The song itself had a cluster of inspirations (including Matthew Arnold, Bill Shakespeare, Saint Augustine and John the Baptist) but foremost a quotation from John Maynard Keynes that got me thinking about the dogmatic certainty of our prevailing economic orthodoxy. I make no claim to be well versed in theories of economics, but am nonetheless intrigued by the power of fiscal hegemony and its ability to so strongly dictate the Western economies of the 21st Century. The song is pretty much a lament for the absence of such a powerful dissenting voice as JMK’s in today’s world. When it comes to combating the glorious follies that forge our idolatrous calves, the compassionate wisdom and shrewd intelligence of Mr. Keynes is much missed.

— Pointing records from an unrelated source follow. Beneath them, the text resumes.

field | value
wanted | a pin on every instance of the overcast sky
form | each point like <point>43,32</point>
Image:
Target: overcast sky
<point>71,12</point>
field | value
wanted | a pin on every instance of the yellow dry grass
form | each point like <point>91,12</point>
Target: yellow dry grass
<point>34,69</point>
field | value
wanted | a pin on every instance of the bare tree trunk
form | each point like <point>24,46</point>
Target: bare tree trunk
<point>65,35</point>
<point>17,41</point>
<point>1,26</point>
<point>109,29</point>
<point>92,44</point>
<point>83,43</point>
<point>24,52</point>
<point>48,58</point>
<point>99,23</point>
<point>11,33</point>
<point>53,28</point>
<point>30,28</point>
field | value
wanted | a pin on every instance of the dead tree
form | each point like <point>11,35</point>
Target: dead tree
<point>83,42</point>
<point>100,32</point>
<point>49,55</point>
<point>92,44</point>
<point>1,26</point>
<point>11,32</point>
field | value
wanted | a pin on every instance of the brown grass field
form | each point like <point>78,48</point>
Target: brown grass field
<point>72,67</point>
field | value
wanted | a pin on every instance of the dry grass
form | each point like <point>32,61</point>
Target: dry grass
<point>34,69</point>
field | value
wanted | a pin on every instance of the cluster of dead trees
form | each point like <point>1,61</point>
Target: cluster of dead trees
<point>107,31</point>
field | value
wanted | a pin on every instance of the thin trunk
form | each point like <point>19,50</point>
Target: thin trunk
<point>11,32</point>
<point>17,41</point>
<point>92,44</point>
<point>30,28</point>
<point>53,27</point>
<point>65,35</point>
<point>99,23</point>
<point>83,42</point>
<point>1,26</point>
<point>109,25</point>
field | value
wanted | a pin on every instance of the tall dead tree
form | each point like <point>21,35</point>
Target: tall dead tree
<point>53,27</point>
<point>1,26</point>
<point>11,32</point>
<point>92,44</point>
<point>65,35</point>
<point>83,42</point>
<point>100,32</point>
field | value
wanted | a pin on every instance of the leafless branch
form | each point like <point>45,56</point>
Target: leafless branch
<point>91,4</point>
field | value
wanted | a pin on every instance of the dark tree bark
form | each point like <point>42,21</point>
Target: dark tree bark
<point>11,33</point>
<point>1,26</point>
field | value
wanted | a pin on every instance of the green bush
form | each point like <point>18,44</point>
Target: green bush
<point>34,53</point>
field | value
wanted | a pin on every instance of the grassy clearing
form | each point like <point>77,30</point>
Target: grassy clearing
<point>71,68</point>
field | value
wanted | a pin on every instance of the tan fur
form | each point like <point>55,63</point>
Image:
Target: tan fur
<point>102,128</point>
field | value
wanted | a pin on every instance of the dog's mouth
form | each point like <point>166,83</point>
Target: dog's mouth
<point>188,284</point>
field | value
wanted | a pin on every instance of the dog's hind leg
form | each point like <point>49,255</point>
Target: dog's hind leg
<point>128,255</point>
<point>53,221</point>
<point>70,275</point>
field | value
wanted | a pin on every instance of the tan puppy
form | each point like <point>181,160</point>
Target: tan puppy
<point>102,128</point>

 “When the accumulation of wealth is no longer of high social importance, there will be great changes in the code of morals. We shall be able to rid ourselves of many of the pseudo-moral principles which have hag-ridden us for two hundred years, by which we have exalted some of the most distasteful of human qualities into the position of the highest virtues. We shall be able to afford to dare to assess the money-motive at its true value. The love of money as a possession — as distinguished from the love of money as a means to the enjoyments and realities of life — will be recognised for what it is, a somewhat disgusting morbidity, one of those semi-criminal, semi-pathological propensities which one hands over with a shudder to the specialists in mental disease … But beware! The time for all this is not yet. For at least another hundred years we must pretend to ourselves and to everyone that fair is foul and foul is fair; for foul is useful and fair is not. Avarice and usury and precaution must be our gods for a little longer still.”

“The Future”, Essays in Persuasion (1931) Ch. 5, JMK, CW, IX, pp.329 – 331, Economic Possibilities for our Grandchildren (1930)

A Cloud | A Hand | The Sea

As part of my ongoing project to create a video for every track on the new album CRUCIBLE, I’m delighted to release this new peach for A Cloud | A Hand | The Sea. I have previously relied heavily upon the good will and generosity of strangers who make their creative video endeavours available for cannibalism by virtue of Creative Commons licensing. This is the first time though that I have been completely dependent on one individual; Swedish animator and filmmaker Tobias Larson. I stumbled across his gorgeous short film Guilt on Vimeo, “a poetic thriller without words, about good and evil” and was immediately struck by how closely the mood and tone mapped onto my song. I subsequently shortened and adapted the footage pursuant to Creative Commons Licence CC-BY-NC 3.0 to create a significantly edited piece for the 3 minute track. Please do go watch the fabulous original video and support the artist.

My use and credit of Larson’s footage does not in any way suggest that he endorses me or my use of his work.